## The Big Picture:

![IPython](venn_diagram.png "IPython")


#### The three core roles are referred as:
* Data Engineering (setting up the entire infrastructure)
* Data Analysis (providing statistical & mathematical analytics)
* Business Intelligence (or, in general: Domain specialist) (setting the context & objectives)

#### What all is involved in Data Engineering?
- **compute**: python, spark, hadoop 
- **database & storage**: git, SQL, NoSQL like MongoDB, Hbase, Postgres, sqlite
- **devops**: AWS, docker, mesos, repeatability
- **product**: UI, API, web, viz., story

#### Size issue choices:
- memory
- disk
- cluster
- doing computation where the data is!

#### Access issue choices:
- relational: SQL (pandas, sqlite, Postgres, Hbase, VoltDB)
- document oriented: MongoDB (stores file after file as JSON)
- key-value
- graph oriented (fb networks, twitter networks)

### Grammar of data:
<br/> Hadley Wickham formalized this as follows:
1. provide simple verbs for simple things (i.e. corresponding to common data manipulation tasks)
2. second idea is that backend does not matter (e.g. Pandas, sqlite, Julia, SQL database, spark etc. whatever it is)

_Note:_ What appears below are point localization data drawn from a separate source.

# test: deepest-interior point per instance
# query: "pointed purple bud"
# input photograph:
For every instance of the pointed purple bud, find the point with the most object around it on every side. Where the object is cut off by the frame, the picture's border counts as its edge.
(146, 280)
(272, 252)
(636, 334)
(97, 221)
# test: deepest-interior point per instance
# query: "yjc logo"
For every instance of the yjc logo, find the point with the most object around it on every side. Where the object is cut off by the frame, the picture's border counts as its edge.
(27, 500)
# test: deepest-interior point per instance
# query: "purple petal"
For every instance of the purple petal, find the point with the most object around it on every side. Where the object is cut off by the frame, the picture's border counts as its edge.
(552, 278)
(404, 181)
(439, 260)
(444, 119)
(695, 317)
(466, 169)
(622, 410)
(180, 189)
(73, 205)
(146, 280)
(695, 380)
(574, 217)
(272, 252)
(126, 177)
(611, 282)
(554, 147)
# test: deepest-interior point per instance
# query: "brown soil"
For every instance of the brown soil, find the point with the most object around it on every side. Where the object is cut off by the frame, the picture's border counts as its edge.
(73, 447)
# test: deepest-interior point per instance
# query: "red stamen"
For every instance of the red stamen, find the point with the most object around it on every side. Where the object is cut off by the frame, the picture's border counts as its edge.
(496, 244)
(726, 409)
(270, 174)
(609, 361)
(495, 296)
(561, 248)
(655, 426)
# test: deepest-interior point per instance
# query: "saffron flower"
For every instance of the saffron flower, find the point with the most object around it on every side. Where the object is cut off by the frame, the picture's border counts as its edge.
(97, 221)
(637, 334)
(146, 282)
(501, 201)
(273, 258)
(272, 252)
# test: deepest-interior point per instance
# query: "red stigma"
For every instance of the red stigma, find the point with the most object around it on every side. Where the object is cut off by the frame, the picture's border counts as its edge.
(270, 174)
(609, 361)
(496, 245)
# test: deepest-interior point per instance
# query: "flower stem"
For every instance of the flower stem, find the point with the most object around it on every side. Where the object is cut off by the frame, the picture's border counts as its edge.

#### Populating the Database

In [30]:
ourschema= """
DROP TABLE IF EXISTS "candidates";
DROP TABLE IF EXISTS "contributors";
CREATE TABLE "candidates"
    ("id" INTEGER PRIMARY KEY NOT NULL,
    "first_name" VARCHAR,
    "last_name" VARCHAR,
    "middle_name" VARCHAR,
    "party" VARCHAR NOT NULL);
CREATE TABLE "contributors"
    ("id" VARCHAR,
    "last_name" VARCHAR,
    "first_name" VARCHAR,
    "middle_name" VARCHAR,
    "street_1" VARCHAR,
    "street_2" VARCHAR,
    "city" VARCHAR,
    "state" VARCHAR,
    "zip" VARCHAR,
    "amount" INTEGER,
    "date" DATETIME,
    "candidate_id" INTEGER NOT NULL,
    FOREIGN KEY(candidate_id) REFERENCES candidates(id)
    );
"""

#### SQLITE 
0. Postgres is recommended for production purposes, however sqlite is great for large databases which fit on-disk but which won't fit into memory.
1. Python implements a standard database API called DBAPI2, over most databases (sqlite is one of them). (There is an even high level API available called SQLAlchemy, but we won't use it here)

In [5]:
# Connect and get a DBAPI2 connection

from sqlite3 import dbapi2 as sq3
import os
PATHSTART="."

def get_db(dbfile):
    """Returns a connection to the database """
    sqlite_db= sq3.connect(os.path.join(PATHSTART,dbfile))
    return sqlite_db

In [6]:
# Drop tables if they exist & create them

def init_db(dbfile, schema):
    """Creates the database tables based on the schema"""
    db= get_db(dbfile)  ## get the connection to the database
    db.cursor().executescript(schema) ## create the tables using the schema
    db.commit() 
    return db

In [20]:
# Use pandas to read in the data
import pandas as pd

df_candi= pd.read_csv("./candidates.txt",sep="|")
df_cwci= pd.read_csv("./contributors_with_candidate_id.txt", sep="|")

#df_candi.head()
df_cwci.head()

Unnamed: 0,id,last_name,first_name,middle_name,street_1,street_2,city,state,zip,amount,date,candidate_id
0,,Agee,Steven,,549 Laurel Branch Road,,Floyd,VA,24091,500.0,2007-06-30,16
1,,Ahrens,Don,,4034 Rennellwood Way,,Pleasanton,CA,94566,250.0,2007-05-16,16
2,,Ahrens,Don,,4034 Rennellwood Way,,Pleasanton,CA,94566,50.0,2007-06-18,16
3,,Ahrens,Don,,4034 Rennellwood Way,,Pleasanton,CA,94566,100.0,2007-06-21,16
4,,Akin,Charles,,10187 Sugar Creek Road,,Bentonville,AR,72712,100.0,2007-06-16,16


In [21]:
# but we want the 'id' in df_cwci to be autoincremented as mentioned in schema
del df_cwci['id']


In [25]:
df_cwci.head()

Unnamed: 0,last_name,first_name,middle_name,street_1,street_2,city,state,zip,amount,date,candidate_id
0,Agee,Steven,,549 Laurel Branch Road,,Floyd,VA,24091,500.0,2007-06-30,16
1,Ahrens,Don,,4034 Rennellwood Way,,Pleasanton,CA,94566,250.0,2007-05-16,16
2,Ahrens,Don,,4034 Rennellwood Way,,Pleasanton,CA,94566,50.0,2007-06-18,16
3,Ahrens,Don,,4034 Rennellwood Way,,Pleasanton,CA,94566,100.0,2007-06-21,16
4,Akin,Charles,,10187 Sugar Creek Road,,Bentonville,AR,72712,100.0,2007-06-16,16


---

#### Initializing the database

In [34]:
db= init_db("election_finance.db",ourschema)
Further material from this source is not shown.